Anderson Leite

Posted on Aug 1, 2024

From ground to production: Deploying Workload Identities on AKS

#terraform #sre #security #kubernetes

Introduction

By default, people don't like to think too much about security while developing a software project or testing a infrastructure new cool tool.

That's nothing wrong about it while you are developing that personal project you think will change your and humanity future, but when it's time to put in to production and face the real world, it must be changed.

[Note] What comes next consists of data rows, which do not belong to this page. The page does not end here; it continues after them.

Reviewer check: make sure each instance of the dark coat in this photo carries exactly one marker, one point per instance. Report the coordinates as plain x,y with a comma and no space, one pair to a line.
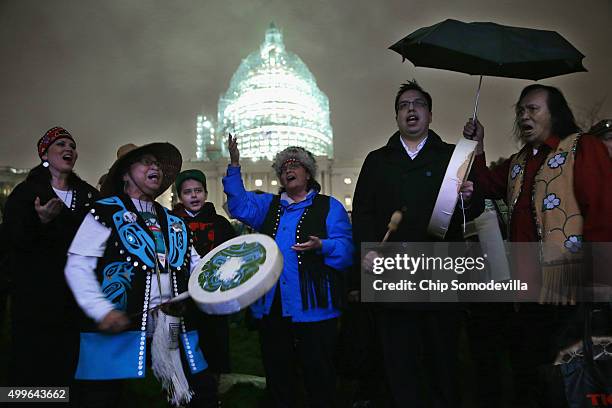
38,251
209,228
209,231
44,314
390,180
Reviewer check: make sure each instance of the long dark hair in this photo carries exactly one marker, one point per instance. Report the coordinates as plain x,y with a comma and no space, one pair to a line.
41,175
563,122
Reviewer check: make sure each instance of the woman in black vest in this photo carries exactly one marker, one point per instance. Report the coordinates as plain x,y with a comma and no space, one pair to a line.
42,216
299,314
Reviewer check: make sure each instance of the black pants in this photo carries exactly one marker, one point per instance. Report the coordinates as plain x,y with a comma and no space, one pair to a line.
538,333
417,345
285,345
488,329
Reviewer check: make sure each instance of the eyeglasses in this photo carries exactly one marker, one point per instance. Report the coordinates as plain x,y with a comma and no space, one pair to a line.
417,103
147,161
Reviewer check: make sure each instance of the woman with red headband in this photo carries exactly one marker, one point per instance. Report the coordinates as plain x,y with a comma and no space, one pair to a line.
42,215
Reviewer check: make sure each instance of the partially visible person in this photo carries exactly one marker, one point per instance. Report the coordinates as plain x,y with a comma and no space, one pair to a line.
298,316
603,130
129,256
42,215
558,194
209,230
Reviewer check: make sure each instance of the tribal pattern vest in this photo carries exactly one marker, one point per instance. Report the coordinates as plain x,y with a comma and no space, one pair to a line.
125,272
320,284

In my current job, our team tries to always focus in the "what could go wrong" approach, and add security as much as we can. One of the things we are using for a good while was access control using Service Principals (with the Client ID/Client Secret pair), and this could be considered good enough to the vast majority of the cases, right ?

In our case, it started to become a nightmare, since:

We manage everything as code (thanks Hashicorp for almighty terraform)
- Our secrets are rotated every 90 days, and
Some applications relies on the client secret at runtime to authenticate to other managed services (e.g. DocumentDB's, etc)

So, every time we need to rotate these credentials, we need to coordinate the action with the engineering teams, in order to ensure the applications receive a fresh secret and continue to work as intended.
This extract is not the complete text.